Esto explica por qué JPMorgan es alcista sobre Corea del Sur, pero aún enfatiza los efectos de la regulación. Si la regulación solo reprime temporalmente, el capital apalancado podría volver a acumularse a través de otros productos o mercados. Si las nuevas normas persisten, el mecanismo de amplificación de la volatilidad en el mercado de valores surcoreano se debilitará.

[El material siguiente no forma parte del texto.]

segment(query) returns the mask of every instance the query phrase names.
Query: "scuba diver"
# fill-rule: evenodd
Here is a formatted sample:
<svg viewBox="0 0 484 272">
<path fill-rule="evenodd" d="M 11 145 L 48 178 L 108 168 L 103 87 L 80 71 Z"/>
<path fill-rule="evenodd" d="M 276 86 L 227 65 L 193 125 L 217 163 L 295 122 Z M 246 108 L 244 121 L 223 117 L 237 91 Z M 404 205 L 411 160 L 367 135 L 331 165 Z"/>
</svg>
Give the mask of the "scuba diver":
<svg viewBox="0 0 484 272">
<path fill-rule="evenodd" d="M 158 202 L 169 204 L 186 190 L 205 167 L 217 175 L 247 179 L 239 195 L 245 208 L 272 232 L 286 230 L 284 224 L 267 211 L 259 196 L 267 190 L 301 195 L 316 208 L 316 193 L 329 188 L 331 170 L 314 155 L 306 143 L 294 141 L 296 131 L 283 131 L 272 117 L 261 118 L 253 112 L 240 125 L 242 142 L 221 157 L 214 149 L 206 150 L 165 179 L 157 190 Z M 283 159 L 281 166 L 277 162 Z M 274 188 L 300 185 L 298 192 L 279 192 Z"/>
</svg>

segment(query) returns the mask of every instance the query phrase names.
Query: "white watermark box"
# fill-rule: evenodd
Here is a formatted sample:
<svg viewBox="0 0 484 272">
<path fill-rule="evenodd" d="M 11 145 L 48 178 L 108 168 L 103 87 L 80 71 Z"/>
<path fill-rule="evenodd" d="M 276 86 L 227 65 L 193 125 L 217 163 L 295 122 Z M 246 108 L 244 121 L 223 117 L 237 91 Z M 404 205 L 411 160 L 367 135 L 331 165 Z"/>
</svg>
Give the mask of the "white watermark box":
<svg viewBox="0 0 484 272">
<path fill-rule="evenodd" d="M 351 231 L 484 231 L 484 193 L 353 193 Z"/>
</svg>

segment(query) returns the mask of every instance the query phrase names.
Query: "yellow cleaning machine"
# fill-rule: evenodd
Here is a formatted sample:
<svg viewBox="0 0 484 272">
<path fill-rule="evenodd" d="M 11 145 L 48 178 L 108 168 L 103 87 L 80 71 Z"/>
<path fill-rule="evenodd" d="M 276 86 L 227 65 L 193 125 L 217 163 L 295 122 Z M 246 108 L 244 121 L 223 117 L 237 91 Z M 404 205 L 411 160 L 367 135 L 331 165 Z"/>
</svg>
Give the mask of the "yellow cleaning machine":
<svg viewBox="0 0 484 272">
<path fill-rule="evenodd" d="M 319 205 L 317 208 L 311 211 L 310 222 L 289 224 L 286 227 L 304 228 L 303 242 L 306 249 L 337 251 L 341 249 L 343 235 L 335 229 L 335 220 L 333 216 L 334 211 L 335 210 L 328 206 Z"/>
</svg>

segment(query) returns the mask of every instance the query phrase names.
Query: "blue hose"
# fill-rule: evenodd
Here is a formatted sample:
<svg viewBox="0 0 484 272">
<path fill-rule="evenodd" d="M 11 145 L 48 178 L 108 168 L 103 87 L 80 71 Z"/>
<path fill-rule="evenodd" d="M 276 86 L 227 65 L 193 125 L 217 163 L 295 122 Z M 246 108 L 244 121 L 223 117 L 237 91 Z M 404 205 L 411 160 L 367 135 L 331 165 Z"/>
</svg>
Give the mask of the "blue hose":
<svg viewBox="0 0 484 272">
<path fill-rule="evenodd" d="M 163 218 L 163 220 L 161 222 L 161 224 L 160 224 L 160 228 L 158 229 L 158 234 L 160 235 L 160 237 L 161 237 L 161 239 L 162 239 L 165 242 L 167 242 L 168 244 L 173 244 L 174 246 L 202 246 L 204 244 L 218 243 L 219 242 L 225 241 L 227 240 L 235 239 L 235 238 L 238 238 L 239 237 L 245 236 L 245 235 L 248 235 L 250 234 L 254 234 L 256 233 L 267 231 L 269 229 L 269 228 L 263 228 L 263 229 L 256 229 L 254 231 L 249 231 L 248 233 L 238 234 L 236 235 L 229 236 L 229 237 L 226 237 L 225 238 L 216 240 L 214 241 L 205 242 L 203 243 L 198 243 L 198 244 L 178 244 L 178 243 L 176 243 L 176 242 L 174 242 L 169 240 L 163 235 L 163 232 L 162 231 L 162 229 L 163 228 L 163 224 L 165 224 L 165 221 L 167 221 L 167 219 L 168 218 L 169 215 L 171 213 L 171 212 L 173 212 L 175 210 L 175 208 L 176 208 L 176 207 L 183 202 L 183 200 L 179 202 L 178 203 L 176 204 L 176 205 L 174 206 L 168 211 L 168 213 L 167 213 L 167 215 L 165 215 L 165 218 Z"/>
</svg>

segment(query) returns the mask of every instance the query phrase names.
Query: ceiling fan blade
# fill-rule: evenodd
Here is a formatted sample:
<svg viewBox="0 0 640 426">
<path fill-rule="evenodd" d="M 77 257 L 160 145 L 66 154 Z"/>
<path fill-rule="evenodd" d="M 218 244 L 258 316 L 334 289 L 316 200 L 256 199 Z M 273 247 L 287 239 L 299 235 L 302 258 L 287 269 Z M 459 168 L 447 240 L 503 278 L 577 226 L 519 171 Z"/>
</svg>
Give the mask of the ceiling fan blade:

La oportunidad de ganancias de IA aún está presente, así como el riesgo de IA
Otra razón por la que JPMorgan mantiene su optimismo es que las expectativas de ganancias en Corea del Sur siguen siendo revisadas al alza.
Los informes de investigación muestran que, en los últimos seis meses, las EPS del mercado coreano para 2026 se aumentaron un 143,4%, el sector tecnológico un 215,5% y el sector industrial un 91,0%. A pesar de la fuerte corrección de precios, las revisiones de los analistas sobre las ganancias futuras siguen siendo sólidas, especialmente centradas en la tecnología relacionada con la IA y las cadenas industriales.

El mercado de Corea registró un aumento del 143,4% en el EPS para 2026 en seis meses, con el sector tecnológico aumentando un 215,5% y el sector industrial un 91,0%.
Los factores que respaldan estos ajustes al alza incluyen la inversión masiva en capacidad de cómputo, la construcción de centros de datos, el gasto en seguridad y resiliencia, así como las expectativas a mediano y largo plazo sobre la reforma de la gobernanza corporativa en Corea del Sur. Para el mercado coreano, la memoria, los servidores, los equipos industriales y la cadena de suministro relacionada siguen siendo los sectores más directamente beneficiados.
El riesgo también proviene del mismo lado. El pilar fundamental de este ciclo del mercado de valores de Corea depende en gran medida del ciclo de la IA. Si los gastos de capital en IA se desaceleran o si nuevas tecnologías reducen la demanda de memoria de alto rendimiento y hardware relacionado, las revisiones al alza de las ganancias podrían ser reconsideradas. La debilidad relativa de sectores como materiales y consumo también indica que el mercado coreano no está experimentando una mejora sincronizada en todos los sectores.
El objetivo de 12.500 puntos de JPMorgan se basa en la combinación de condiciones: la continuación de la liquidación de apalancamiento, la no refutación de la demanda de IA y la atenuación de la presión de venta concentrada de inversores extranjeros. Lo que se puede decir actualmente es que las posiciones más saturadas en el mercado coreano ya han mostrado una clara relajación. Lo que aún no se puede afirmar es que la volatilidad haya regresado a la normalidad, que los inversores extranjeros hayan pasado a un flujo constante de retorno, o que los ajustes al alza en las ganancias de la cadena de IA ya estén completamente asegurados.